I'm sorry for the young woman I saw in the office crippled by pain caused by gastroesophageal reflux. I cannot explain why your insurance company has decided to deny my prescription for twice a day prilosec. I am aware that they have always filled it in the past. I am also aware that you have now been out of medication for a week, and are in severe discomfort. It baffles the human mind to understand the foibles of prescription coverage. It would be impossible for the insurance company to know, as I do, that you had been hospitalized with these symptoms and only by using the medicine twice a day have you found relief. This is a secret that only you and I share.

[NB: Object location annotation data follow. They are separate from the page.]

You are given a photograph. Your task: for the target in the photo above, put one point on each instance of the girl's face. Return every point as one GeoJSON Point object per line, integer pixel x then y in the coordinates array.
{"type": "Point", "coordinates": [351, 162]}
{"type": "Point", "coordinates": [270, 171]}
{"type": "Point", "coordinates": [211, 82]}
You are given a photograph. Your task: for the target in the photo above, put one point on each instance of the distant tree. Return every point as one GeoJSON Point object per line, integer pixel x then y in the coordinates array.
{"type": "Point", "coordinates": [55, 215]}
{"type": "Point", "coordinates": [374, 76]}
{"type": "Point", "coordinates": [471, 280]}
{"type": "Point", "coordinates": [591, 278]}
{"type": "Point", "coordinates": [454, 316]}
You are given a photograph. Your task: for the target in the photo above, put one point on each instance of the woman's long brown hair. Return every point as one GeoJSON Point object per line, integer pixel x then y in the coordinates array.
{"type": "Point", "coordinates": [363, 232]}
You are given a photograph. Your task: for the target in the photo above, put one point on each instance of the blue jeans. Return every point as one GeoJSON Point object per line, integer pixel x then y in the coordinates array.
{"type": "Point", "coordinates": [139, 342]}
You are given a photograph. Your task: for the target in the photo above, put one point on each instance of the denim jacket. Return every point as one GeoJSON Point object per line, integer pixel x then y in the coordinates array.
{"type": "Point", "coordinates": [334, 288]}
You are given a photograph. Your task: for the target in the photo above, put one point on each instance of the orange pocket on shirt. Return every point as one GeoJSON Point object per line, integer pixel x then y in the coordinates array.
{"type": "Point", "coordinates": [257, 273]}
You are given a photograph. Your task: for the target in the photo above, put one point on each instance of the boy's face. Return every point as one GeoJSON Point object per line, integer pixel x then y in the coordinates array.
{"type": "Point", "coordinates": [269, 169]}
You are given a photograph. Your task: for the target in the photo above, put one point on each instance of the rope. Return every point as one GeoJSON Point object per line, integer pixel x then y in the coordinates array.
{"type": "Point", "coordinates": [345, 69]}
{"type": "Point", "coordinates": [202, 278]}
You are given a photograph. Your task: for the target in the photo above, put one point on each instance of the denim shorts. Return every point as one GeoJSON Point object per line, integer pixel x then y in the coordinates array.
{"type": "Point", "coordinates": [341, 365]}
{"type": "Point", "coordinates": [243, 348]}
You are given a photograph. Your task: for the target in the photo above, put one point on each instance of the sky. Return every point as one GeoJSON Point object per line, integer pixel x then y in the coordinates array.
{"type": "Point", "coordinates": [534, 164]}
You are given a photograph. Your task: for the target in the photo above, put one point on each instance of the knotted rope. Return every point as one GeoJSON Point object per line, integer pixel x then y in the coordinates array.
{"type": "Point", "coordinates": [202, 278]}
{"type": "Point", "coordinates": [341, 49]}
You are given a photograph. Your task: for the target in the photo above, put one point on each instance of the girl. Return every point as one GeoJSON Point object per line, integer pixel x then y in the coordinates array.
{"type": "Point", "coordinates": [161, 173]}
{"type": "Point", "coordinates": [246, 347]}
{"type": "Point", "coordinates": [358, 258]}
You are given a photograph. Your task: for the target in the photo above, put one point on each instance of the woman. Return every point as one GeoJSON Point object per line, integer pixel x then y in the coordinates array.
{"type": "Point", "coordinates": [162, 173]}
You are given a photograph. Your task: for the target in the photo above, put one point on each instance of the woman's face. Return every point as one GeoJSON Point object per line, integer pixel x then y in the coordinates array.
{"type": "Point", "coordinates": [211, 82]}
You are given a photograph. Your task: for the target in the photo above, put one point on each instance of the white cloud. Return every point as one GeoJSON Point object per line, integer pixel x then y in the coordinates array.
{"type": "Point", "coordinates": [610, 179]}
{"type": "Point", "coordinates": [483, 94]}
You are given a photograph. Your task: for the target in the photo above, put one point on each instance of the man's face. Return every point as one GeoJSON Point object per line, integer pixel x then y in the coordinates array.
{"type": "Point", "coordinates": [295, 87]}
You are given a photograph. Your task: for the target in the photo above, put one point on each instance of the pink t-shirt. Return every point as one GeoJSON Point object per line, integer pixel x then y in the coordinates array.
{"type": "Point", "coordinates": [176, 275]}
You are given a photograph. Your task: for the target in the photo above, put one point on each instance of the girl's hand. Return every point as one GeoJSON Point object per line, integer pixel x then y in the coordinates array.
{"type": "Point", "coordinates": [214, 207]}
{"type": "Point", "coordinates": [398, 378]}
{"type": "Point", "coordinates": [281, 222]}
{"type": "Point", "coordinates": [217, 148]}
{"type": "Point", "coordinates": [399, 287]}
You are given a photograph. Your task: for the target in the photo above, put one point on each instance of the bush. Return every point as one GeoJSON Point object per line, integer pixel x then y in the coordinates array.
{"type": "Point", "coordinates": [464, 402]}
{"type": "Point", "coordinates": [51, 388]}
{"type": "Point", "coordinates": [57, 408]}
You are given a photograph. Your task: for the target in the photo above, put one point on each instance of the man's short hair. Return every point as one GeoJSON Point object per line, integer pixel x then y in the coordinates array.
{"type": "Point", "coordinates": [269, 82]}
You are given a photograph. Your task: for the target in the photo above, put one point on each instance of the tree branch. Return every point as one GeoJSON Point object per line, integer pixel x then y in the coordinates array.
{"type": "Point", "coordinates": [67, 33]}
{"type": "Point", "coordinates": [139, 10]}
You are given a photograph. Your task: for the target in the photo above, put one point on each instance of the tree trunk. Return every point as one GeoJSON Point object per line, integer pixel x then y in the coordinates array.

I'm sorry to the middle aged man who unexpectedly suffered a life altering stroke. Unable to walk, I had great hope that a motorized wheel chair would give you the mobility and Independence that had been cruelly taken from you. I filled out the paperwork as carefully as I knew how, but the request was denied. I know that the world is full of fraud and misuse, but surely even the most uneducated could see that you are a perfect candidate for such technology.

I guess I can only imagine the unendurable suffering to all of you caused by such indiscriminate shows of brute force by our medical system. I too suffer. Not, of course, like you. I ache from the depths of my being when the product of my life's work is sour and impotent. I spent all those years learning how to become a healer, a secretary and insurance negotiator I am not.

My skill set no longer matches your needs.

Perhaps a lawyer would get you farther.